Mrazek was scheduled for an arbitration hearing on July 27, but the two sides came together to hammer out the deal a few hours before the proceedings were set to begin.

The 24-year-old Czech netminder saw action in 54 games in the 2015-2016 season, picking up 27 wins and posting a 2.33 goals against average with a .921 save percentage. He had four shutouts.

Mrazek was reportedly looking for more money than the Red Wings were willing to give, with some suggesting he was looking at the two-year, $10 million range.
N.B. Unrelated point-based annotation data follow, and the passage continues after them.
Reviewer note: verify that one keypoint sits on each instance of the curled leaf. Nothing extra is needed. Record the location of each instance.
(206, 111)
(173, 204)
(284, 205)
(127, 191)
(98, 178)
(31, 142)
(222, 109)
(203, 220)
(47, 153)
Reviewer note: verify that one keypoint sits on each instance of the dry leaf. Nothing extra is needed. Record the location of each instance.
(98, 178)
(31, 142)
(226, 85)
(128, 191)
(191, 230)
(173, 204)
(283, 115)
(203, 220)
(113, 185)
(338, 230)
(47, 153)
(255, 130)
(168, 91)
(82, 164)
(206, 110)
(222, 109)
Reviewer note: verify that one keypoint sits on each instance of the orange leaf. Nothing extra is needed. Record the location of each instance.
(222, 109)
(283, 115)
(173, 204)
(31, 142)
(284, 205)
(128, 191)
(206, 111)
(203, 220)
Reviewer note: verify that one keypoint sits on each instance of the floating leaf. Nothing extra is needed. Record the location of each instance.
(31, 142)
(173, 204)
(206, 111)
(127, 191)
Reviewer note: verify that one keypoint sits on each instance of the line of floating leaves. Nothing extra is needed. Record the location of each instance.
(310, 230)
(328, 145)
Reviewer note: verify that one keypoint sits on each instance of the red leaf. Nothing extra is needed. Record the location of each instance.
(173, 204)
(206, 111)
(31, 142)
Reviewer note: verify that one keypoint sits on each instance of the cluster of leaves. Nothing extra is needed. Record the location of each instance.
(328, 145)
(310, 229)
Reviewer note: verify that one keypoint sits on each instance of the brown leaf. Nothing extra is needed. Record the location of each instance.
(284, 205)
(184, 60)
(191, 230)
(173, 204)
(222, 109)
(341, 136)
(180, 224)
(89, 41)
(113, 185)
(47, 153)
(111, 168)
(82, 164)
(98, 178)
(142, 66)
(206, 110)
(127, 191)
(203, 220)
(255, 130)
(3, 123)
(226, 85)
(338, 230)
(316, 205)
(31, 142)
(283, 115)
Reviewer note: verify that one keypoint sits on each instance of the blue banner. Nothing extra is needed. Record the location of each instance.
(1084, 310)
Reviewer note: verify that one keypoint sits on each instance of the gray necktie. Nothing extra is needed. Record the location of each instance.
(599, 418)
According to Sportsnet, Detroit countered with a two-year deal worth about half that.

Somehow, the two sides came together and reached a reasonable conclusion.

The new deal still gives Mrazek a considerable upgrade, who made $737,500 last season. He spent a big chunk of the year as the starter, until Jimmy Howard moved back into the spotlight down the stretch.

“Some teams have goalies that make $8 million, $7 million,” Holland said. “We’re on the higher end in terms of the money we’ve got in net (about $9.3 million), but we see goaltending as a strength for us.”

The signing of Mrazek means the Red Wings have solved their restricted free agent problems, but it also means the Red Wings are over the salary cap by about $4,867,042. The most immediate solution before the puck drops on 2016-2017 will be to put Johan Franzen and Joe Vitale on long-term injured reserve.

The signing of Mrazek also means that Detroit has established the netminder as their man. They’ve tried to trade Howard in the past and may return to the well to try again, especially if a viable option opens up in the market.